免疫を刺激して抗体を作り「老化細胞」を取り除く 南野徹教授らの研究グループは、これまで長年、老いにともなって現れる病気のメカニズムについて研究してきた。
そこから明らかになったのは、加齢やストレスによって体の中に細胞分裂できなくなった「老化細胞」が溜まるということだ。
これはがんの発生を予防するメカニズムでもあるのだが、同時に慢性的な炎症の原因にもなる。この炎症が、老化による病気の引き金になるのだ。
そうした老化細胞を取り除いてくれる薬なら、これまでにも報告されてきた。ただし、それらは「抗がん剤」として利用されているものがほとんどで、強い副作用があった。
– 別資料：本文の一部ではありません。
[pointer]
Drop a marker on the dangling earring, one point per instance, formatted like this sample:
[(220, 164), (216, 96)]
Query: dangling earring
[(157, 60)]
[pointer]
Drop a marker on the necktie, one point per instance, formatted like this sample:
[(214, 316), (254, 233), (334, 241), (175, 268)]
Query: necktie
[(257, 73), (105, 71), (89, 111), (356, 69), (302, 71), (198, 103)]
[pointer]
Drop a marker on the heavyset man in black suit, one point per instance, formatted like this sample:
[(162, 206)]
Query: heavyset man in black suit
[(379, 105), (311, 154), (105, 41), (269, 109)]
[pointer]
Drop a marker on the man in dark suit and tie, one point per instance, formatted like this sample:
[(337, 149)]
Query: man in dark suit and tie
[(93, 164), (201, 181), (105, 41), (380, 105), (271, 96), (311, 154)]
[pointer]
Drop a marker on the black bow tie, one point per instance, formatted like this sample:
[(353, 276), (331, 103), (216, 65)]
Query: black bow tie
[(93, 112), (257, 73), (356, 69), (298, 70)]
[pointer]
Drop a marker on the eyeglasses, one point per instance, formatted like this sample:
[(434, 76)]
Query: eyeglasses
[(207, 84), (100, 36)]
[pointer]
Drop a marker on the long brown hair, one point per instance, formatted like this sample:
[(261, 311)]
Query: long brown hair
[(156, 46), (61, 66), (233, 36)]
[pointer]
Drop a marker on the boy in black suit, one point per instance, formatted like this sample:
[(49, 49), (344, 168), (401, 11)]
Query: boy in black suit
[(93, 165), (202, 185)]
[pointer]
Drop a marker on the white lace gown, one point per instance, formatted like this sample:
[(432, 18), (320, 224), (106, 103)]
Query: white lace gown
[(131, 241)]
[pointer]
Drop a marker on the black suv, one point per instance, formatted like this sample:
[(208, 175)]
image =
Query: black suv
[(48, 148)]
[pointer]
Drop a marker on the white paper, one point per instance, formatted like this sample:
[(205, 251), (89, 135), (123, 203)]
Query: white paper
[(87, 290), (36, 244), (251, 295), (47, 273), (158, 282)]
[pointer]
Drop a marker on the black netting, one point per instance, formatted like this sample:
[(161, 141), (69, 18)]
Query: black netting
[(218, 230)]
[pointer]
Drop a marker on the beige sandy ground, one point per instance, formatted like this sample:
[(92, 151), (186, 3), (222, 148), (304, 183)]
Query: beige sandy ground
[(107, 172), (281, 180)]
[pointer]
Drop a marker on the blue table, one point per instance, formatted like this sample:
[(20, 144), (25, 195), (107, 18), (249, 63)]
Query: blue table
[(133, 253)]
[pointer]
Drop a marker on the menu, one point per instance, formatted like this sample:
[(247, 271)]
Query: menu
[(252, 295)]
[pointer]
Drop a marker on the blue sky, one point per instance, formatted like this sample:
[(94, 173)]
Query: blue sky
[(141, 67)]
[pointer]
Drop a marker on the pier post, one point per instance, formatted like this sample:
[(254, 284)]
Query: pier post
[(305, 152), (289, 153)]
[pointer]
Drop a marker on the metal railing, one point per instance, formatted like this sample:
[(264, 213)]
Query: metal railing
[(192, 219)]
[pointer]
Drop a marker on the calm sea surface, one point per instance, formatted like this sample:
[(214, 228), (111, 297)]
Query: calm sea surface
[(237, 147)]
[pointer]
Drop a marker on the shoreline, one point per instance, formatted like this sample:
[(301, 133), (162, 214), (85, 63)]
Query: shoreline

そこで南野教授らは、より少ない副作用で老化細胞を取り除く方法を開発することにした。
今回の実験で、老化細胞だけに特有の「抗原」を老化した血管細胞の遺伝子解析を使って発見した。
それは「GPNMB」というたんぱく質の老化抗原だ。
これは老化した人間の血管細胞だけでなく、マウスの血管細胞、さらには動脈硬化や肥満になったマウスの細胞にもはっきりと増加する。
そこで、人工的に作った「GPNMB」の断片の物質をワクチンのように投与したところ、免疫細胞が刺激されて抗体が作られ、実際に「老化細胞」を取り除くことができたそうだ。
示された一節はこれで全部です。